We gave up something we didn’t need and the Soviet Union gave up something they could really use.
Putin has been wanting out of this treaty since he came to power, and ⊥rump has now delivered.
I wonder if he swallowed
Eh. The INF only covered ground-launched cruise missiles. When the INF was signed, the Tomahawk ground launchers were scrapped as the missile could exceed 500 km even back then.
All they’d have to do is build a new ground-based launcher to achieve this. The missiles themselves wouldn’t require much in the way of changes and as long as there were no ground-launch systems, it wasn’t in violation.
Da, but I think the salient point here it that the US isn’t even pretending to be the Good Guy™ any more.
Ooh, I’ve got an old post for this:
Huh. 500km actually sounds pretty short-range to me.

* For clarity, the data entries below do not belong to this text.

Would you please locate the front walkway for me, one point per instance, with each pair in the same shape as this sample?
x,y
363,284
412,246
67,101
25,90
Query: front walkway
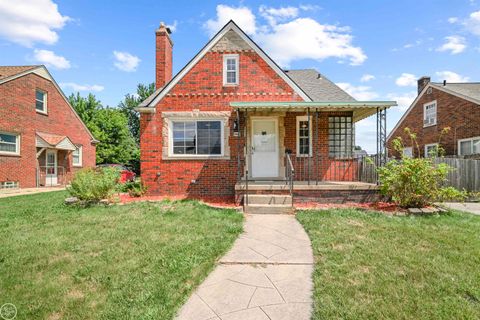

For cruise missiles. ICBMs do the heavy lifting.
In my book progress is measured by making things safer. Violation and dismissal of a treaty that bans medium range nuked is bad.
I am proud of Russians and US citizens when we work together to rid the world of life snuffing nukes, not when we dismantle past progress then drive the point home with tests.
What a shame.
I’m sure the US proposed, bid, designed, planned, and built a missile that violated the INF treaty all in the span of a few months because that’s how efficient the Government is.
this decade is ending rather terrifying
climate change research/laws undone, endangered species protections undone, regulations on nasty industries undone, nuclear agreements undone
and people in general don’t seem to care as long as they can still browse the internet and shop at the mall
what really worries me in this day an age is that some general is going to want weapons connected through the internet for monitoring, you just know it’s happening somewhere beause drone feeds were un-encrypted for years through the iraq war, may still not be
Trying to decide whether you misspelled Ted “Cruz” or “missile.” Could go either way, or both.
Yup - for some reason the line “are they gonna drop the bomb or not” popped into my head…
And sweet, I can also revisit the anxiety dreams I had growing up among the missile fields of the High Plains. Good times.
On the other hand, dusting off a copy of Twilight 2000 and running a game might be appropriate.
So this one is “duck and cover”, right? I need to brush up.
Fixed it. Need. More. Bigger. Screen. (Ala Shatner)
Long-range cruise missiles like these pose a different kind of threat than ICBMs because they can fly below effective radar altitude and thus take out enemy targets before the other side even knows there’s a war on.
Did it ever? I was under the impression we mostly did that in arrears, after the dust had settled and the recriminations started. Beforehand it was mostly used for coalition (“scapegoat”) building and for domestic consumption.
Also, long-range last-gen cruise missiles are probably just a stopgap until the hypersonics start shipping.
wikipedia informs us that
The INF Treaty banned all of the two nations’ land-based ballistic missiles, cruise missiles, and missile launchers with ranges of 500–1,000 kilometers (310–620 mi) (short medium-range) and 1,000–5,500 km (620–3,420 mi) (intermediate-range). The treaty did not apply to air- or sea-launched missiles. By May 1991, the nations had eliminated 2,692 missiles, followed by 10 years of on-site verification inspections.